During extreme weather conditions, these “initial conditions” change often. On top of this, when it comes to extreme weather, as we’ve established, time is not a resource that we have a lot of. In fact there is such little time that we need to be able to process this volatile data in real-time (as and when it occurs). And so, we’re faced with a very basic problem which is “how do we set up a continuously updated feed of these initial atmospheric conditions, such that short-term models and weather prediction can be accurate?”.

Here’s where the AI comes – because contrary to numerical simulations, AI models are very fast at inference (whilst training the models is the more costly and energy intensive part).

We can use the neural net-based AI models in 2 ways here -

1. We can use AI models to process the real-time weather data, and then feed that into the original numerical simulation. OR

2. We (or I should say Fabio) can switch entirely to a deep learning approach.

The reason Fabio is trying to switch entirely to a deep learning approach, is because he understands the core problem which is that “there is not enough extreme weather data for initial atmospheric conditions, to be able to accurately forecast extreme events based on just the data that comes from geometers and weather stations”. And so, bearing in mind that AI calculations are very good at running lots in parallel, Fabio has decided that it’s better to process lots of different data from different sources in parallel, rather than the limited data just from one source. In particular, he is interested in enriching his current data with data from other sources, such as radar data, ocean temperature data, and satellite lightning data – “We’re still in the previous phase which is trying to understand how to identify sub-regions of the data, that will lead to the models that I want to built”. From an AI-models perspective, I’ll refer to this as the “pre- training phase”.

I won’t go into the further science of the 3D graphical analysis because the aim of this brand is to minimalise and make understandable the first- principles. But, the approach he is taking follows the current paradigm shift characteristic of the age of AI, which is about calculating breadth of information from an array of sources in parallel, and creating specialised models of each specialised sub-area. In Fabio’s work, we characterised this as “multi-model analysis”. This took us on to the broader conversation that summarises much of Fabio’s recent interest in this field.

“So do you think right now, scientifically, we’re in the era of specialising or generalising?”

In essence, we are in an era of model specialisation in the global AI roadmap. But the real answer is a bit deeper than this.

“Learning is a process that optimises to the average” – Fabio says. And what this means is that if you collect lots of data which has a very large distribution spread (i.e lots and lots of general data about a broad question), you will never reach the optimal information for a specific question you are asking. And so, in essence, to answer a more specific question, or build a more specific model, you need to optimise your data collection to be tailored around that specific question. The challenge however, is that as you are collecting more of the specialised data, you need to ensure that the original data distribution does not change, so that you don’t change reality. You can think of this challenge as the same frame of mind as “getting so specialised in something that you lose perspective of why you are doing it in the first place” (a challenge to me that seems to summarise a social paradigm within which we exist today).
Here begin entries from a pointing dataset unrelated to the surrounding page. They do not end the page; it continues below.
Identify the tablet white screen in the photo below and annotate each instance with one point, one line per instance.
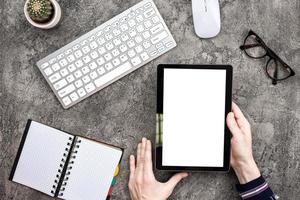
(193, 117)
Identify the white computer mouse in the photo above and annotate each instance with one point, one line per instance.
(206, 15)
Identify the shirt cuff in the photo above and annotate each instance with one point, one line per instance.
(255, 189)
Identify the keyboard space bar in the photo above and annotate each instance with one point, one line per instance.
(113, 74)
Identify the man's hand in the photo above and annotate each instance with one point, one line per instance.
(241, 159)
(142, 183)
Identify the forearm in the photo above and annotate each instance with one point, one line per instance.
(252, 185)
(257, 189)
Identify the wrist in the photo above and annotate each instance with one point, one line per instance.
(247, 172)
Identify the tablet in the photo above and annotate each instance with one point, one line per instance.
(192, 104)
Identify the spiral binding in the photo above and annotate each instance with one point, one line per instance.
(74, 150)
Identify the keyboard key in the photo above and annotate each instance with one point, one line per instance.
(130, 43)
(138, 39)
(139, 18)
(63, 62)
(79, 63)
(60, 56)
(113, 74)
(124, 27)
(86, 79)
(93, 45)
(140, 28)
(116, 32)
(153, 53)
(67, 90)
(101, 41)
(86, 59)
(84, 42)
(123, 58)
(149, 13)
(78, 83)
(101, 50)
(116, 62)
(131, 23)
(93, 65)
(100, 61)
(60, 84)
(124, 37)
(109, 46)
(78, 74)
(117, 41)
(155, 19)
(68, 51)
(123, 48)
(44, 65)
(55, 77)
(146, 44)
(94, 55)
(51, 61)
(139, 49)
(81, 92)
(93, 75)
(70, 78)
(159, 37)
(115, 52)
(71, 58)
(48, 71)
(85, 70)
(144, 56)
(131, 53)
(66, 101)
(64, 72)
(156, 29)
(107, 56)
(108, 66)
(55, 67)
(101, 70)
(86, 49)
(78, 54)
(74, 96)
(147, 5)
(132, 33)
(71, 68)
(90, 87)
(135, 61)
(109, 36)
(75, 47)
(148, 24)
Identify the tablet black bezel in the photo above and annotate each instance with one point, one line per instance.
(228, 99)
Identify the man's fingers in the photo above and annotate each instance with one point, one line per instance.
(138, 154)
(175, 179)
(148, 158)
(240, 118)
(131, 166)
(232, 124)
(141, 155)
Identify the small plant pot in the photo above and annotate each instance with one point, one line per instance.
(54, 21)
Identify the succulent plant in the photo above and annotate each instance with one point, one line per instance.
(40, 10)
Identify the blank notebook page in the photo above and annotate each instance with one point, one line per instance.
(41, 156)
(92, 171)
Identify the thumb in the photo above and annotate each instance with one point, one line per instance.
(175, 179)
(232, 124)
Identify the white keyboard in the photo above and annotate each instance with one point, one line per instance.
(107, 53)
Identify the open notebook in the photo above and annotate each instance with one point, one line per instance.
(63, 165)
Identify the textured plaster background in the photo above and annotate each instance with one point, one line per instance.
(125, 111)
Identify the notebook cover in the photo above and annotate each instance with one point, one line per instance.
(12, 173)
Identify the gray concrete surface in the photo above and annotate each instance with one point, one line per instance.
(125, 111)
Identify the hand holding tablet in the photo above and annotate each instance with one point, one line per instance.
(192, 104)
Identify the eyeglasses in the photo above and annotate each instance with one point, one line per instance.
(276, 68)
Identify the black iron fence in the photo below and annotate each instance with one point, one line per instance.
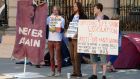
(130, 15)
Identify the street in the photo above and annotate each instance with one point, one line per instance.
(7, 66)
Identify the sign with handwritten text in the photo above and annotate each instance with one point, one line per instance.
(98, 36)
(72, 30)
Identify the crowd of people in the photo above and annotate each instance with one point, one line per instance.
(55, 37)
(55, 24)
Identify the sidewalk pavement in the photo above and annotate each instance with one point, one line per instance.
(7, 66)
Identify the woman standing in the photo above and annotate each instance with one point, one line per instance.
(98, 8)
(56, 24)
(75, 57)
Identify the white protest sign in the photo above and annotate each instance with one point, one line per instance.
(98, 36)
(72, 30)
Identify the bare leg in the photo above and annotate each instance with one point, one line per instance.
(94, 69)
(104, 69)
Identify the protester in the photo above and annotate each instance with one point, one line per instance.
(56, 24)
(113, 58)
(75, 57)
(98, 8)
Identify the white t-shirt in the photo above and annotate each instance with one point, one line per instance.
(55, 36)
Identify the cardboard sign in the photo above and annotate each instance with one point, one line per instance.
(30, 32)
(98, 36)
(72, 30)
In Fabio’s work, he is trying to answer these specific questions about the weather by building a cloud data lake (essentially a huge store of information in the cloud) to collect all the relevant information to his questions from sources such as the Navy and Aeronautics. And, whilst this is currently early stage in yet identifying the data required to build the training models, weather prediction is a field that implicates nearly every major industry.

The smart should very much be paying attention to innovations in this space, whilst, the wise should very much be paying attention to the broader battle between generalisation and specialisation.